Appellant was accused of committing the offence of rape and sexual assault on a mentally-retarded minor girl victim after which she became pregnant. After the victim’s pregnancy came to light, she had to undergo an abortion and subsequently a case was filed against the appellant. For the said offence he was tried and convicted by the Additional Sessions Judge and sentenced to suffer imprisonment. Aggrieved thereby, appellant challenged the said judgment in the present appeal on various grounds.

One of the grounds contended by R.M. Patwardhan, Advocate for the appellant was that the DNA report should not be accepted as there was no reason for the medical officer who conducted abortion of the victim’s pregnancy to preserve the aborted foetus for DNA testing in absence of registration of offence against anybody.

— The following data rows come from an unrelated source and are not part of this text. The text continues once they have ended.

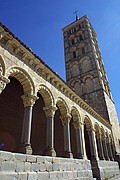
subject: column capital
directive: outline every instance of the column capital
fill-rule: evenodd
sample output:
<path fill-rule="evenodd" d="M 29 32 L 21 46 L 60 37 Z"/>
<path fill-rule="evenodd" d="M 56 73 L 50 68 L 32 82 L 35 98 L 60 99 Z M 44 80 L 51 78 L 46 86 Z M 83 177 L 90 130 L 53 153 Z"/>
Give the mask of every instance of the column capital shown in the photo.
<path fill-rule="evenodd" d="M 37 96 L 32 94 L 24 94 L 21 96 L 23 100 L 24 107 L 33 106 L 35 104 L 35 101 L 38 99 Z"/>
<path fill-rule="evenodd" d="M 69 124 L 71 118 L 72 118 L 72 116 L 70 114 L 65 114 L 65 115 L 60 116 L 60 119 L 61 119 L 63 125 Z"/>
<path fill-rule="evenodd" d="M 47 118 L 53 118 L 55 115 L 55 111 L 57 110 L 56 106 L 47 106 L 47 107 L 43 107 L 43 110 L 45 112 L 45 115 Z"/>
<path fill-rule="evenodd" d="M 73 121 L 73 125 L 75 129 L 82 129 L 83 123 L 81 121 Z"/>
<path fill-rule="evenodd" d="M 0 75 L 0 94 L 5 89 L 6 85 L 10 82 L 9 79 Z"/>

Rejecting appellant’s contention as meaningless, the High Court noted Dr Kanchan Gadhe’s presence of mind and commitment towards her duty and opined that preservation of foetus was not unnatural as she knew that abortion was conducted on the minor unmarried girl. Furthermore, relying on Mukesh v. State (NCT of Delhi), 2017 (6) SCC 1, the Court observed, “the DNA report or scientific method to determine the paternity or sexual assault is firmly established. The only challenge for it can be set up that there occurred tampering with the blood sample of the accused at any stage.” Since there was no such challenge in the present case, the DNA report was accepted. Not finding any infirmity in the impugned order, the court dismissed the appeal. [Shaktiman v. State of Maharashtra, 2019 SCC OnLine Bom 139, dated 29-01-2019]

High Courts

Rajasthan High Court: Deeply concerned with the increasing crime of female feticide in the State of Rajasthan, a division bench of Sunil Ambwani CJ and Prakash Gupta J, issued an interim order while hearing a public interest litigation (PIL) initiated by Shri S.K. Gupta for prevention of female foeticide in the State.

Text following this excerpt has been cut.